Beside the Hearst Center, two other hosts were invaluable. The Cedar Falls Public Library, located in downtown Cedar Falls, was the hub of planning committee meetings and hosted the majority of the programs in its large meeting room on the second floor. The library was an ideal partner, because of its helpful staff, location, and technology. In addition, it had a display, labeled “Read Local,” featuring books by our five authors as well as a section on the second floor with books about local history.

The third host was the Rod Library at the University of Northern Iowa, where a set of programs were held, including one about the famous First Amendment case of students wearing black arm bands to protest the war in Viet Nam war, Tinker v. Des Moines,” with Dr. John Johnson. The Library also hosted an exhibition and program on the works of Cedar Falls historian, cartoonist, and radio and television personality Herb Hake. The Festival was an opportunity for collaboration, with multiple staff getting involved with the project, and strengthened bonds between many of the partners.

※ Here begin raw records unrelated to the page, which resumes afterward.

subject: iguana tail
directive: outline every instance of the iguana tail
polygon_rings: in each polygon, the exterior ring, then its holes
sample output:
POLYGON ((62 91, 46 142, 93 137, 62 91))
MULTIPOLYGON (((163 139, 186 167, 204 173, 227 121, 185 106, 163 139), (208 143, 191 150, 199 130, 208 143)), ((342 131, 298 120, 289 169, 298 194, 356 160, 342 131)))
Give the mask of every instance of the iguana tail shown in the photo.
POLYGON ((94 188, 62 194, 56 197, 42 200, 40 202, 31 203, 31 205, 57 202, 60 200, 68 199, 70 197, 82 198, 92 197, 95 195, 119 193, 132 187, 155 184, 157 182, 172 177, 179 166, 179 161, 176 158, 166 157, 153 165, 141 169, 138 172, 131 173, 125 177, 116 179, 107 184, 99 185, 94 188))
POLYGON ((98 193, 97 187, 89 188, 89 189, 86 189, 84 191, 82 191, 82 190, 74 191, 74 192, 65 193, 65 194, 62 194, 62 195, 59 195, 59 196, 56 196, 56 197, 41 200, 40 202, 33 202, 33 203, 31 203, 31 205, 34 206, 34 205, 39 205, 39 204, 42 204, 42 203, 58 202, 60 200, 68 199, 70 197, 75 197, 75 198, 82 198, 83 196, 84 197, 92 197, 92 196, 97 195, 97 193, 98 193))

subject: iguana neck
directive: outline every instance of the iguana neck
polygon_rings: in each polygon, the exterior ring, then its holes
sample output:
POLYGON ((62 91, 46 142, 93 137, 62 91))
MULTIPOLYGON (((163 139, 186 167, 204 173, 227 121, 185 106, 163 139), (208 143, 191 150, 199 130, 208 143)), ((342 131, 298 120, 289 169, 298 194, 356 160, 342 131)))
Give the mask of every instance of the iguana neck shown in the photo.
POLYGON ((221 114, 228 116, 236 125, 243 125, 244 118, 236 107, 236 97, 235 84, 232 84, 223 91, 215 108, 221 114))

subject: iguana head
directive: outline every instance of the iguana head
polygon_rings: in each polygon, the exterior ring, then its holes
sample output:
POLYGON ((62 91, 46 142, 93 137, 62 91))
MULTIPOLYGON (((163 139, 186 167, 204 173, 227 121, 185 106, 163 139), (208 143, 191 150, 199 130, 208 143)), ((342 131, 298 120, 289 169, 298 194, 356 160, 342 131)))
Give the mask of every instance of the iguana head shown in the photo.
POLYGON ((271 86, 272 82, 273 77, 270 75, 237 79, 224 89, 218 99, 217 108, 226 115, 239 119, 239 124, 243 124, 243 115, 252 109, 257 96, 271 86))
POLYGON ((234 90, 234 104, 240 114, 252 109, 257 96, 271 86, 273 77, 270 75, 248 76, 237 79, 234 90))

The Rod Library hosts a digital repository called Scholar works, whose “purpose is to collect, preserve and make available the research and creative and scholarly output from the University of Northern Iowa (UNI) community.” Scholar works included key documents and information about the five authors in a collection titled CFAuthors.

One other program was held at another Festival partner, New Aldaya Lifescapes Revue Performing Arts Center, hosted a program with a program focused on a celebrating a book about on the adventures of a young woman who served in the Women’s Army Corps in WW2, based on by Cedar Falls writers’ Lynn & Mary Nielsen’s I’ll Be Seeing You: The Letters & Diaries of an Iowa WAC in World War II. The Cedar Falls Historical Society mounted a Cemetery Walk, with persons in Bess Streeter Aldrich’s novel Song of Years stepping out from their graves to tell their stories. The Cedar Falls Community Theatre not only served as the fiscal agent for the Authors Festival but also screened Cheers for Miss Bishop, the 1941 film of Aldrich’s novel Miss Bishop, about a beloved Cedar Falls college teacher.

Conclusion

From its early days onward, Cedar Falls, Iowa has served as a rich seed bed for a series of talented, nationally known authors like Bess Streeter Aldrich, Ruth Suckow, Ferner Nuhn, James Hearst, Nancy Price, and Robert James Waller. Evidence that Cedar Falls is still the city of writers can be found by the response to the 2017/2018 Cedar Falls Authors Festival. Audiences packed meeting rooms at the Cedar Falls Public Library, the Hearst Center for the Arts, and the University of Northern Iowa’s Rod Library for programs about our five famous authors. Other programs were also well attended and included a A book launch, a blogging panel and workshop. The final series of programs focused on the city’s history writers and included presentations about the role of Cedar Falls in the Civil War, how a book about the infamous murders of a local family was featured on a true crime program, the value of newspapers, and how to write historical fiction.

Almost 40 local writers responded to the survey to become part of our directory of authors, while an informal list compiled by committee members revealed another 50 names of area writers, bloggers, poets, and journalists. Best of all, community groups came together and explored ways to celebrate local authors and rediscover the community’s literary history. Finding all of the ways that the five famous authors intersected as colleagues and friends in the Supper Club, community, and the university, strengthened connections.

With its rich history of pioneers drawn westward to settle new lands, and the influence of the university, the community of Cedar Falls continues to foster creativity, intellectual development, and to writing of many kinds. While Peter Melendy dubbed Cedar Falls “the Garden City,” a more apt description would be “Cedar Falls, City of Writers.”